10:31 | Cardona answers further questions from magistrate Rachel Montebello about his role in the deal. He refers to a list of MoU documents signed through the auspices of Malta Enterprise, all of which were not followed through. He is comparing the hospitals concession MoU with the others on this list, downplaying the significance of the MoU and repeating arguments he had made when testifying during the public inquiry.


10:28 | Cardona disingenuously claims that the MoU in question was not followed through, contrary to what the NAO has already established through its independent audit. The NAO said that the MoU closely mirrors the final conditions which emerged from the actual request for proposals.


10:26 | Cardona: “This MoU was one of many which I signed as minister for the economy. I was only involved in signing these documents. Malta Enterprise was in my portfolio.
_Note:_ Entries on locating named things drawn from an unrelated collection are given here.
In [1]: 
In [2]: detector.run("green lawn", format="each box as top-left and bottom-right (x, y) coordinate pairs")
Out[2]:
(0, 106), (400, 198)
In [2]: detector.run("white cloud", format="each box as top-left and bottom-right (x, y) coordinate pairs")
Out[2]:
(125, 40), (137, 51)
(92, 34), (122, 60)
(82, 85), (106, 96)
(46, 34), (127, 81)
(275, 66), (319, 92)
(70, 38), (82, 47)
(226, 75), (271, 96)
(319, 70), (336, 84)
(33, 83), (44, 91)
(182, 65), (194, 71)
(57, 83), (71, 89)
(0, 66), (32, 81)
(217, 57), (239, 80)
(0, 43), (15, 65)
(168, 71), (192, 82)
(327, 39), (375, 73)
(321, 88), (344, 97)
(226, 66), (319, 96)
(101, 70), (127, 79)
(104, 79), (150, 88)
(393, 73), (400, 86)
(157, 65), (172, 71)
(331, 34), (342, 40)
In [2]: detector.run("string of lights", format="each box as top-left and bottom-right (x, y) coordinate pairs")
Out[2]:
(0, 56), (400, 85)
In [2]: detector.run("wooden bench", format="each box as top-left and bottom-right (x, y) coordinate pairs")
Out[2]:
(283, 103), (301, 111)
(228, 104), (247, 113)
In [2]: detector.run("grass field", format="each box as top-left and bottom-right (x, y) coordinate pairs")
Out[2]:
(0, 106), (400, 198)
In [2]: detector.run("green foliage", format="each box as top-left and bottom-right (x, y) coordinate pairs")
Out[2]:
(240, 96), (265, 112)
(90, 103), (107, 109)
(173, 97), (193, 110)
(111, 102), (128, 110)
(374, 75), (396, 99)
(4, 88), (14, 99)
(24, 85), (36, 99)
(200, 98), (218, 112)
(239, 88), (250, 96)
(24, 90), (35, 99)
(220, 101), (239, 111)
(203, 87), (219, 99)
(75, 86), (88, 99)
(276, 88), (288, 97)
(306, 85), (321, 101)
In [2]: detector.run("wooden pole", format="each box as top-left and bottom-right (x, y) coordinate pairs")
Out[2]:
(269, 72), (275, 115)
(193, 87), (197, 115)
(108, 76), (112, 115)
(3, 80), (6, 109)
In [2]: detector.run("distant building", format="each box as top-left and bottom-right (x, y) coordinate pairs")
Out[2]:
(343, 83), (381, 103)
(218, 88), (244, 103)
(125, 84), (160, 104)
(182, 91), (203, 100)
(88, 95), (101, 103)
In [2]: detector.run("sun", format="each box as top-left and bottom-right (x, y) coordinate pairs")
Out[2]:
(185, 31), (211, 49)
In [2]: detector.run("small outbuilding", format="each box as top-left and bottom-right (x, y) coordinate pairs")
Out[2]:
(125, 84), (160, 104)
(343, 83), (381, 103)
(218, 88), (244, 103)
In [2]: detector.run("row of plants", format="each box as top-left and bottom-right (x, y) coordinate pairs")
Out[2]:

They had a client – Barts – and this MoU was signed with the intent of establishing whether a business plan was going to be presented to government prior negotiations. Secondly, this MoU was also pegged to deliverables. I was solely asked to sign the memorandum – I had many of these on my desk, many of which would not be furthered.”


10:22 | Magistrate Rachel Montebello walks in, and after a quick roll call, Chris Cardona takes the stand as today’s first witness. Apparently, Cardona lives at an address in Madliena at the moment.

Prosecutor Rebekah Spiteri asks Cardona to testify about his involvement in the hospitals deal. After Cardona interjects to state he was only asked to testify about the memorandum of understanding (MoU) and not the deal at large, she asks him specifically about his involvement in the MoU.

Cardona says that he only saw the document once before signing it as minister for the economy and asks to see it again before facing questioning.


10:00 | Good Morning! Julian Delia and Michael Kaden are reporting live from Hall 22 again where the compilation of evidence against Joseph Muscat and Co continues this morning. Chris Cardona will be testifying.